Thursday, February 25, 2016

Day three at Hopital Universitaire de Mirebalais

Day three started with a few of the team going to ER rounds while others set up for more of Dr. Fried's lectures.  Others went to ICU to check on the intubated patient with tetanus.  He is now well sedated thankfully and his pneumo is resolving, vent settings are good, he's chilling and hopefully his healing will resume.

Dr. Fried spent the morning catching up on one lecture then giving two more.  It's interesting to have four interpreters that don't know medical terms so there are some difficulties with interpretation.  We say a sentence and they interpret.  It takes time and sometimes what the residents reply with is not interpreted back.  For the most part though, it appears they are getting it because they're clearly engaged and interested and at times there is much dialogue amongst the group who take care of each other making sure one is getting it as much as the other.  There is one Resident who speaks very good English who has graciously stepped in to interpret some of the more difficult lectures that the interpreters have a hard time translating.  After lunch,  Connor, Lisa and Kacie did case studies on trauma, respiratory failure and sepsis.  Dr. Fried, Kaina and Mario taught the mechanical ventilation station.  It was important to Patti to teach them as much of the VAP bundle as possible so she stepped in to teach suctioning Q4, oral care, HOB angle and turning the patient.

Kacie and Connor doing a case study on a critical patient

Dr. Fried calculating IBW 
Connor, Kacie and Lisa presenting case studies

Dr. Fried and Mario at the ventilator skills station

Mario and Dr.
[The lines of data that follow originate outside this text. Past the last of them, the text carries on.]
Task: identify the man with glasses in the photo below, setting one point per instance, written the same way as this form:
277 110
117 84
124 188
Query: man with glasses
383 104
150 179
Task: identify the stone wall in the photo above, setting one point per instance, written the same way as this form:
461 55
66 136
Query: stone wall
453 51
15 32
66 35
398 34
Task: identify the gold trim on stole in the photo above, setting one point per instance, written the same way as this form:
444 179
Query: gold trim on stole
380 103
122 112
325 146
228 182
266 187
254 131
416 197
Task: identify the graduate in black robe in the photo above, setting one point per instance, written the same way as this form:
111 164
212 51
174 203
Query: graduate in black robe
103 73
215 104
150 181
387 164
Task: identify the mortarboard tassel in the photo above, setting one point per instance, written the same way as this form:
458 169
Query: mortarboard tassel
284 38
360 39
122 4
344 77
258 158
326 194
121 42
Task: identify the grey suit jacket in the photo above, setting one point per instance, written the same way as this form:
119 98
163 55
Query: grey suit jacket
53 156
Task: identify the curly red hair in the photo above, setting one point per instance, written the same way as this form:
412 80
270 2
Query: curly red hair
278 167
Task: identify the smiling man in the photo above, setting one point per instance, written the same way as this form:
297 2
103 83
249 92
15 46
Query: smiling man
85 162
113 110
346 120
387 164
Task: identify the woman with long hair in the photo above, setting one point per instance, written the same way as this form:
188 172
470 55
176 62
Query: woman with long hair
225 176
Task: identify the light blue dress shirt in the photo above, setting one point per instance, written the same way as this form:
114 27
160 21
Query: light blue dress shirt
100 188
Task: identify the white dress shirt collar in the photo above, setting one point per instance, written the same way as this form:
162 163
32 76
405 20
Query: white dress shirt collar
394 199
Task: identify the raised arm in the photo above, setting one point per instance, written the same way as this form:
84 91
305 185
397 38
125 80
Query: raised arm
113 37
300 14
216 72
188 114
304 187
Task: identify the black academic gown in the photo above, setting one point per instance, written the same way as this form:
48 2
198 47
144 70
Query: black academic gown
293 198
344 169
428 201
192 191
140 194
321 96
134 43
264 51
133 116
Fried at the ventilator station.  Notice the tall guy in the lavender shirt?  He's one of the interpreters named Pickford.  He's an electrical engineer who has not been able to find a job in his field.  He, like the other interpreters are so engaged in our skills stations that they are yearning themselves, to get some hands on practice!  At the airway station, Pickford was dying to intubate the mannequin, but he urged the residents, used hand motions to show them to pull the laryngoscope up and to watch out for the teeth!  You could feel his anxiousness to do it himself!  Pickford told me that he is so fortunate to get this one week interpretation stint.  Any work is hard to come by.  When I asked what most people do for money he said that families pool their money to take care of each other.  If one of the 8 family members works, that money feeds the rest of the family.  They take care of each other.  We all have a lot to learn from them.
Patti teaching the VAP prevention bundle

We discovered yesterday that the basic tube securement that we used to do with tape is sometimes done with curlex wrapped around the tube then wrapped around the neck, sometimes tape but not securely.  When Mario and I first assessed this patient the tape was half off his face, he was experiencing frequent tetanic contractions with full body, quite violent stiffening with sky high blood pressure, diaphoretic and the tube was barely staying in place so we retaped and secured his tube.  Yesterday we looked at him, noticing his tube was freshly secured in the same fashion we taught the day before.  I asked Mario, "did you retape his tube?"  Mario looked at me and replied "No, I didn't, I thought you did."  Wow!  That was a defining moment knowing that what we taught yesterday at the airway station was actually applied!  Yay!  It seems like a small victory but any knowledge that sticks is huge!